CONVERSION FROM POLITICS TO SPIRITUALITY
His conversion from political action to spirituality occurred
gradually, first at Vadodara (then Baroda) under the spiritual instruction of a Maharashtrian Yogi called Vishnu
Bhaskar Lele, and second, while awaiting trial as a prisoner in Alipore Central Jail (in Kolkata in the province of
Bengal). Here his study and practice of the teachings of
the Bhagavad Gita led to a number of mystical experiences.
Sri Aurobindo claimed to have been visited in his meditations by the renowned Swami Vivekananda, a Hindu philosopher of great importance to Advaita Vedanta, who guided
Sri Aurobindo in an important aspect of his spiritual practice or yoga.

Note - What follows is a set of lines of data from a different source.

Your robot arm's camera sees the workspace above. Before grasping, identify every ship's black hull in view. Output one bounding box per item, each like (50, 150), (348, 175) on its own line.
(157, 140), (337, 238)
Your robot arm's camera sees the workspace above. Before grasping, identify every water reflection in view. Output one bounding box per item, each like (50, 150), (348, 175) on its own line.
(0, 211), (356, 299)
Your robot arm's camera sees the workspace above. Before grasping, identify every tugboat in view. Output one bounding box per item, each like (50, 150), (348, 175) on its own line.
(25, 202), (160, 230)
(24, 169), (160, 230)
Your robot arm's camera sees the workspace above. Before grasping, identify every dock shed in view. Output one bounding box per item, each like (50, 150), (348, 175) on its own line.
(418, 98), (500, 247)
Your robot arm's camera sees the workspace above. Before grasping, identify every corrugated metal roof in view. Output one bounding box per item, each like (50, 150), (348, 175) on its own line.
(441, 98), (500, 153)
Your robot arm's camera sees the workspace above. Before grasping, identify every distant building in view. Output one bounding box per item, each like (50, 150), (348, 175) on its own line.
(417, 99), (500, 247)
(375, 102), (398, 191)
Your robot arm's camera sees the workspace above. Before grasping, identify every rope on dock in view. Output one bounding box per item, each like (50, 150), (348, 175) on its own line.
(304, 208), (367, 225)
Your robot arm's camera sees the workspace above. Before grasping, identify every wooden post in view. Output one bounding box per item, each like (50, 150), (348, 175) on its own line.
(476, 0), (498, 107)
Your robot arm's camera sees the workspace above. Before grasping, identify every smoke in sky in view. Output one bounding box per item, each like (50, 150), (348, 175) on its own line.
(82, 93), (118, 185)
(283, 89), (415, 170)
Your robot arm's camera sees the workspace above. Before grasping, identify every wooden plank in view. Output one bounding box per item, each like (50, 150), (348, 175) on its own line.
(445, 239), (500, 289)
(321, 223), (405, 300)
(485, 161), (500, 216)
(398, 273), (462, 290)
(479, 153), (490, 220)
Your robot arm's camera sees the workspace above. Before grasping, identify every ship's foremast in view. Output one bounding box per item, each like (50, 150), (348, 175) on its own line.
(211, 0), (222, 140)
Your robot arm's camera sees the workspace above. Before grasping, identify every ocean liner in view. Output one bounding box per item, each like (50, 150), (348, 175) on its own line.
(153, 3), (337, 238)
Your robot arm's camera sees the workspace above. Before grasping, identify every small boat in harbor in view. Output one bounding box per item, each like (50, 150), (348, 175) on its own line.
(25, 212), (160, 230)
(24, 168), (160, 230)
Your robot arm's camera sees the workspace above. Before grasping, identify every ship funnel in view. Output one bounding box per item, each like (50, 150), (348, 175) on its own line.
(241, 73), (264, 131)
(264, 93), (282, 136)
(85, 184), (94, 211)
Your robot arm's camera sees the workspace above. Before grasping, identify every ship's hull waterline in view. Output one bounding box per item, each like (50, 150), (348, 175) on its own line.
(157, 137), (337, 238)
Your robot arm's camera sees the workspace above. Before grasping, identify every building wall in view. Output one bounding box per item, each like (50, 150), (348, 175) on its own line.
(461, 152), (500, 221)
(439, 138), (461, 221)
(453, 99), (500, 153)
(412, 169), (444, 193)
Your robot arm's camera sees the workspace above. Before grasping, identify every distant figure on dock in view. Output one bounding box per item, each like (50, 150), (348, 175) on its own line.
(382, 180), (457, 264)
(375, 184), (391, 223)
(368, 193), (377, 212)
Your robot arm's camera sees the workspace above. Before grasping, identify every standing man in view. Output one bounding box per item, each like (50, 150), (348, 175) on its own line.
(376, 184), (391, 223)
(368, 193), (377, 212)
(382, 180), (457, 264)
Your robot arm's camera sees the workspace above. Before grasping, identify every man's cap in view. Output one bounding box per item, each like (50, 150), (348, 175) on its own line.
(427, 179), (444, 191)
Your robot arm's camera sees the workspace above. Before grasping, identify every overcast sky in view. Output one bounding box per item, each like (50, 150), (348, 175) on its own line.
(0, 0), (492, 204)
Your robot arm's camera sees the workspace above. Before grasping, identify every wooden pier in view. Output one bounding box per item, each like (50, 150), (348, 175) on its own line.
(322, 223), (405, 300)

Sri Aurobindo later said that while imprisoned
he saw the convicts, jailers, policemen, the prison bars,
the trees, the judge, the lawyers as different forms of Vishnu
in the spiritual experience of Vasudeva.
The subsequent trial involving Aurobindo was one of the
defining moments in the Indian nationalist movement. There
were 49 accused and 206 witnesses, 400 documents were
filed and 5000 exhibits produced—including bombs, handguns and acid. The English judge, C.P. Beachcroft, turned
out to have been a student with Sri Aurobindo at Cambridge.
The Chief Prosecutor Eardley Norton displayed a loaded
revolver on his briefcase during the trial. The case for Sri
Aurobindo was taken up by Chittaranjan Das who said in
his conclusion to the Judge:
My appeal to you is this, that long after the controversy will
be hushed in silence, long after this turmoil, this agitation
will have ceased, long after he (Sri Aurobindo) is dead and
gone, he will be looked upon as the poet of patriotism, as
the prophet of nationalism and lover of humanity. Long after
he is dead and gone, his words will be echoed and re-echoed, not only in India, but across distant seas and lands.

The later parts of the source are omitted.